For Goodman’s hopes to be met, governments will have to stand up to the developers of predictive algorithms and software. Goodman and Brauneis sought information from 16 local courts that use PSA. They received at least some documents from five; four of those, including San Francisco, said their agreement with the Arnold Foundation prevented them from discussing the software and its use.
Some things are known about PSA. The Arnold Foundation has made public the formulas at the heart of its software, and the factors it considers, including a person’s age, criminal history and whether they have failed to appear for prior court hearings. It says researchers used data from nearly 750,000 cases to design the tool. After PSA was adopted in Lucas County, Ohio, the Arnold Foundation says, crimes committed by people awaiting trial fell, even as more defendants were released without having to post bail.
Goodman argues the foundation should disclose more information about its dataset and how it was analyzed to design PSA, as well as the results of any validation tests performed to tune the risk scores it assigns people. That information would help governments and citizens understand PSA’s strengths and weaknesses, and compare it with competing pretrial risk-assessment software. The foundation didn’t answer a direct request for that information from the researchers this March. Moreover, some governments now using the software have agreed not to disclose details about how they use it.
An Arnold Foundation spokeswoman says it is assembling a dataset for release that will allow outside researchers to evaluate its tool. She says the foundation initially required confidentiality from jurisdictions to inhibit governments or rivals from using or copying the software without permission.

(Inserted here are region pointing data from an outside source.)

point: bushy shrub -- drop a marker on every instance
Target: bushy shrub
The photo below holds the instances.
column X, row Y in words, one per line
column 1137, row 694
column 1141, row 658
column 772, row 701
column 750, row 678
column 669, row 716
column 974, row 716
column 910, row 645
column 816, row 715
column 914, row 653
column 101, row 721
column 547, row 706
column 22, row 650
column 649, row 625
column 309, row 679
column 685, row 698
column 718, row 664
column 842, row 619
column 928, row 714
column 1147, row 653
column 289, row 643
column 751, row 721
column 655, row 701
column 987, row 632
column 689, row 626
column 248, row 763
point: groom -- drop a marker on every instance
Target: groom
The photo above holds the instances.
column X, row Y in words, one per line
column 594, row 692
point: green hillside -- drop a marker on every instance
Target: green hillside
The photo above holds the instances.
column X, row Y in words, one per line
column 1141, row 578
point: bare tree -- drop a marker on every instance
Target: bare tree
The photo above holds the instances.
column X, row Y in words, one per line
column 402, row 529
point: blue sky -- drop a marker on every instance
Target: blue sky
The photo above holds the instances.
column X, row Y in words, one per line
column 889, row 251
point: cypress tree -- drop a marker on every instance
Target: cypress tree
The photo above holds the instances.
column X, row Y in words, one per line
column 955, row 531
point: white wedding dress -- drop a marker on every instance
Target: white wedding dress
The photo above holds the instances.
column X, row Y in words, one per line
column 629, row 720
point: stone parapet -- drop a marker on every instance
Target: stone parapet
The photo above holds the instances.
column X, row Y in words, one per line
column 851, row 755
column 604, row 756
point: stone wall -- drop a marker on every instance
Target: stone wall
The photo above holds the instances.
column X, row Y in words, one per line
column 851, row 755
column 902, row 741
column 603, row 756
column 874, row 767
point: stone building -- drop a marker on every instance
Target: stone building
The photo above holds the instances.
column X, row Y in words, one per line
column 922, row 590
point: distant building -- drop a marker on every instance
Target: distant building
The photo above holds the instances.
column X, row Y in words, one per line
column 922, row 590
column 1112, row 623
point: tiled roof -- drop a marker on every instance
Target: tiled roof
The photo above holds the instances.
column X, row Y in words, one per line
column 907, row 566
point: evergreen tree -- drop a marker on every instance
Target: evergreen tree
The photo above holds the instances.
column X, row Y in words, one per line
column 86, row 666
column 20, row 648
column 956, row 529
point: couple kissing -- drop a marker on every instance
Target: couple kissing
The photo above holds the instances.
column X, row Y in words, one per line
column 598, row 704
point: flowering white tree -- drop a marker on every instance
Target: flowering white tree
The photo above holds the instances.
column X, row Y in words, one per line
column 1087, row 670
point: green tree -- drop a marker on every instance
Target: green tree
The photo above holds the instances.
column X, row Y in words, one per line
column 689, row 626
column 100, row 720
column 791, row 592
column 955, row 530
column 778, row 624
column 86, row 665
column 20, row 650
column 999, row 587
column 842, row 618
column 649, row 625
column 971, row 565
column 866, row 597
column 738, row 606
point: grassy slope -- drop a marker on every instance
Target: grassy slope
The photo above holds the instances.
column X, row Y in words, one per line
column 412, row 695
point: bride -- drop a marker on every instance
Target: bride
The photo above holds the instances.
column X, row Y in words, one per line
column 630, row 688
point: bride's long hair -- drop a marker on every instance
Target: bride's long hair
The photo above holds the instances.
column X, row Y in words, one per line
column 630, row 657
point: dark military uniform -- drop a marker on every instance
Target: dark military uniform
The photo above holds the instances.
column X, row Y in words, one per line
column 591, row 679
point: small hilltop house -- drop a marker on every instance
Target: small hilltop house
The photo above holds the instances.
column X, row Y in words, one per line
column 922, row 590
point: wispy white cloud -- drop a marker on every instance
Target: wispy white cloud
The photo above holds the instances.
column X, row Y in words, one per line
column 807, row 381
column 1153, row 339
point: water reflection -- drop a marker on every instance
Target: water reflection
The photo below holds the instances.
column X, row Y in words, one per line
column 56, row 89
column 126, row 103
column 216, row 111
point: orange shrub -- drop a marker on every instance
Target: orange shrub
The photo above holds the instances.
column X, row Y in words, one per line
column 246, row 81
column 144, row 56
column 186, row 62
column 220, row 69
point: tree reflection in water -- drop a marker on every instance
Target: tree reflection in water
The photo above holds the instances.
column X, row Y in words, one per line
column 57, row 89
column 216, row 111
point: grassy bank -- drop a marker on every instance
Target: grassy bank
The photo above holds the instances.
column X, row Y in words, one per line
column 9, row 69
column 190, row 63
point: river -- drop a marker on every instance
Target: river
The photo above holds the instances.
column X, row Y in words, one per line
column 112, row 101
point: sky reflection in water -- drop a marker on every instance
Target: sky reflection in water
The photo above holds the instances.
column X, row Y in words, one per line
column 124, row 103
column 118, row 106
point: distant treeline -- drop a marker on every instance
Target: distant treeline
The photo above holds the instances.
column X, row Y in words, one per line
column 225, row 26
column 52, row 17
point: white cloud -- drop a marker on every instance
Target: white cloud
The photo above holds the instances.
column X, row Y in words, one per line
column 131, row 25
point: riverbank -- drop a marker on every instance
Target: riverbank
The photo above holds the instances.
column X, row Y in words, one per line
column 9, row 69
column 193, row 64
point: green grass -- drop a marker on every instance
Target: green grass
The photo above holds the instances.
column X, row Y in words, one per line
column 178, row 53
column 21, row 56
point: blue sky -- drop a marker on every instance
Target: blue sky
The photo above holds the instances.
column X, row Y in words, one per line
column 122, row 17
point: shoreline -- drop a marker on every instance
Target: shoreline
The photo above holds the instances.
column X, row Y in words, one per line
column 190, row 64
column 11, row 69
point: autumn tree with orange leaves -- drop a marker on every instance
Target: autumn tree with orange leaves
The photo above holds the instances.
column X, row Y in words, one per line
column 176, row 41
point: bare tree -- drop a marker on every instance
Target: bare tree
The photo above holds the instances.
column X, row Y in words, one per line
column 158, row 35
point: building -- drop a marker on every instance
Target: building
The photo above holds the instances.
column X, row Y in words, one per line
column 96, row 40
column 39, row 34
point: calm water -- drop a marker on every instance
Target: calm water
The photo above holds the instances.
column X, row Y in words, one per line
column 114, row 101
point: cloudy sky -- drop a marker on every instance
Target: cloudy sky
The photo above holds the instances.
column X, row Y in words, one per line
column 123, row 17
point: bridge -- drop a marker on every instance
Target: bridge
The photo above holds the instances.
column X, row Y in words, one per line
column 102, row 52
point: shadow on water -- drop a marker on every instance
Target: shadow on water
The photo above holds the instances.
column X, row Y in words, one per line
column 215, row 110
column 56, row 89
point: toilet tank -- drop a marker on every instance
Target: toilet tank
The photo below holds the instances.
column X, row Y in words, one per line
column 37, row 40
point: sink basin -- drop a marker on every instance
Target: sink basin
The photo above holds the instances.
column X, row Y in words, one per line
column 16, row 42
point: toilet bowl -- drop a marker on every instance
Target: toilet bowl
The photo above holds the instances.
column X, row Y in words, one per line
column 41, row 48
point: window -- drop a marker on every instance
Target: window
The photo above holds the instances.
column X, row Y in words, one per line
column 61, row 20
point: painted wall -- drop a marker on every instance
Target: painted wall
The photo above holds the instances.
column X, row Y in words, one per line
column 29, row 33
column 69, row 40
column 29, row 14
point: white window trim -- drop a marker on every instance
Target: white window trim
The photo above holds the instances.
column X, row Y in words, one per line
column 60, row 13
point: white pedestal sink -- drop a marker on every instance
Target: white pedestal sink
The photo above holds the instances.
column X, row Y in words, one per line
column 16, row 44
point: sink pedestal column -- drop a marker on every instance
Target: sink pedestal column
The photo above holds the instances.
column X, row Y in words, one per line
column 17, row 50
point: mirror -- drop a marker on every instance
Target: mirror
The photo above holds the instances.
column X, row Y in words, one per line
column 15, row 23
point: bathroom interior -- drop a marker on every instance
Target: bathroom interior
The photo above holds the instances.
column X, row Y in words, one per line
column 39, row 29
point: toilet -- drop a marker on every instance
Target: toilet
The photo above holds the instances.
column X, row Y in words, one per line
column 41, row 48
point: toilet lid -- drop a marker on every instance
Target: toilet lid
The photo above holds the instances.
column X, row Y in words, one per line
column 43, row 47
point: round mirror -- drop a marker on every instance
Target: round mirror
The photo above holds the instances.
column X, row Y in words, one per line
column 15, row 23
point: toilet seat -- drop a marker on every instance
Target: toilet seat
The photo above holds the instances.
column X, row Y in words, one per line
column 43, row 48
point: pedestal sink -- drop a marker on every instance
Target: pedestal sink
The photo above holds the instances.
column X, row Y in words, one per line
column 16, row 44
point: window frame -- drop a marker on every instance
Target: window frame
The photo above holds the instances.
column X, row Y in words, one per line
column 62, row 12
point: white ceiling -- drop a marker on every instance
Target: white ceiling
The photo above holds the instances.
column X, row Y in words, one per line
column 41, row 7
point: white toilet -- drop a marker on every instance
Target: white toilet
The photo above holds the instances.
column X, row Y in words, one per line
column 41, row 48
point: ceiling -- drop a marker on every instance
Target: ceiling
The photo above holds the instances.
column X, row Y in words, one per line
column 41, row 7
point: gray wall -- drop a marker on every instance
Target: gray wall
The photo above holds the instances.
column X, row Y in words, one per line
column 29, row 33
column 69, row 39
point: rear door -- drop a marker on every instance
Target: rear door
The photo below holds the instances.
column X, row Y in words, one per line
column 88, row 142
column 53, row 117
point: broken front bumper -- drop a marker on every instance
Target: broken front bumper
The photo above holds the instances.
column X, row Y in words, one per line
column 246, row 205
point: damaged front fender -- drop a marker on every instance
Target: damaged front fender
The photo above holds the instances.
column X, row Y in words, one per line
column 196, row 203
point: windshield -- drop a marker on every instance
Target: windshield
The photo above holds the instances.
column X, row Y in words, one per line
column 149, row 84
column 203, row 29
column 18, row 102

Goodman and Brauneis also queried 11 police departments that use PredPol, commercial software that predicts where crime is likely to occur and can be used to plan patrols. Only three responded. None revealed the algorithm PredPol uses to make predictions, or anything about the process used to create and validate it. PredPol is marketed by a company of the same name, and originated in a collaboration between Los Angeles Police Department and University of California Los Angeles. It did not respond to a request for comment.
Some municipalities were more forthcoming. Allegheny County in Pennsylvania produced a report describing the development and testing of an algorithm that helps child-welfare workers decide whether to formally investigate new reports of child maltreatment, for example. The county’s Department of Human Services had commissioned the tool from Auckland University of Technology, in New Zealand. Illinois specifies that information about its contracts for a tool that tries to predict when children may be injured or killed will be public unless prohibited by law.

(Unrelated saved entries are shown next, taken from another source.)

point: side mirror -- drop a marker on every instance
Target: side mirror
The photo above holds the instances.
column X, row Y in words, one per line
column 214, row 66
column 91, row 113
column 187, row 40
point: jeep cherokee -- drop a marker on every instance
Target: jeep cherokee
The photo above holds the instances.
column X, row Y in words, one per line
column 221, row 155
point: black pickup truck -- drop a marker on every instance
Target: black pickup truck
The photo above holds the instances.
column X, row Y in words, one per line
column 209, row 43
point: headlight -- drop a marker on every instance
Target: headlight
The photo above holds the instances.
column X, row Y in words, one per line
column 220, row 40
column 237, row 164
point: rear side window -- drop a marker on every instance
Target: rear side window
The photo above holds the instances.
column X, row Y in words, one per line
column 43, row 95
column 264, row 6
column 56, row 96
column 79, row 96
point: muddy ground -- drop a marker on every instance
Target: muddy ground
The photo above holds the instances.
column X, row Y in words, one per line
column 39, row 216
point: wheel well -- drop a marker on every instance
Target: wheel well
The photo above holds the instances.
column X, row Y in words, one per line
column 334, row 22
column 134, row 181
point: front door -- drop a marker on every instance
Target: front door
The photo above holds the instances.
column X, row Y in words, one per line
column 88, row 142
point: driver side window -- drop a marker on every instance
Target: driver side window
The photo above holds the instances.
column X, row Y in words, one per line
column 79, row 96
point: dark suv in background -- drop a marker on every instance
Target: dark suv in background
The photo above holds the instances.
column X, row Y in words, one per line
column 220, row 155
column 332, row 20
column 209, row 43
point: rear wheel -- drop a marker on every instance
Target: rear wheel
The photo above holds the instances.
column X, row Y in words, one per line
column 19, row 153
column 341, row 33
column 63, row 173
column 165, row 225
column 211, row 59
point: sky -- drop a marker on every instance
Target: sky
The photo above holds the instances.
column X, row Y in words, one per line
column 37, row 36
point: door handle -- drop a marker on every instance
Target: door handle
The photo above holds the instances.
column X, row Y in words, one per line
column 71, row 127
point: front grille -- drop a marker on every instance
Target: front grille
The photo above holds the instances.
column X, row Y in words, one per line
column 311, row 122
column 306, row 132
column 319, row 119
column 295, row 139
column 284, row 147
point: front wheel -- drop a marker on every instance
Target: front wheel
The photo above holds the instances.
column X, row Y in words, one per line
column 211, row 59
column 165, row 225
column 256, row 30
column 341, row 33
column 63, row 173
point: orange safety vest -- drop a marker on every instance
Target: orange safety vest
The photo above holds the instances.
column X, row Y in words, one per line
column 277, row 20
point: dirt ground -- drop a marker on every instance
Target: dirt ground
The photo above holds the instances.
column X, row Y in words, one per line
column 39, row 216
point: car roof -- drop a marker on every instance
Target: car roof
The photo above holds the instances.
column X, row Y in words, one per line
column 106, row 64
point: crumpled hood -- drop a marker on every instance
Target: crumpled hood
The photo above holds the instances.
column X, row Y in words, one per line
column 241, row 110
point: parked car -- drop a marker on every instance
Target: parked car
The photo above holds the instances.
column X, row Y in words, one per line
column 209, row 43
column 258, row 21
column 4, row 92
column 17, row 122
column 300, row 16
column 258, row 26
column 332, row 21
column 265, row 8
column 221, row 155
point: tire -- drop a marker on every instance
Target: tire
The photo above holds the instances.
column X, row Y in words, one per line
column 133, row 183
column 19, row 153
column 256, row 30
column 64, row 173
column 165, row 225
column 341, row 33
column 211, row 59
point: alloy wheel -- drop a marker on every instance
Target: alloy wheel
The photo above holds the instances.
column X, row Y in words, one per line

Most governments the professors queried didn’t appear to have the expertise to properly consider or answer questions about the predictive algorithms they use. “I was left feeling quite sympathetic to municipalities,” Goodman says. “We’re expecting them to do a whole lot they don’t have the wherewithal to do.”
Danielle Citron, a law professor at the University of Maryland, says that pressure from state attorneys general, court cases, and even legislation will be necessary to change how local governments think about, and use, such algorithms. “Part of it has to come from law,” she says. “Ethics and best practices never gets us over the line because the incentives just aren’t there.”
Researchers believe predictive algorithms are growing more prevalent – and more complex. “I think that probably makes things harder,” says Goodman.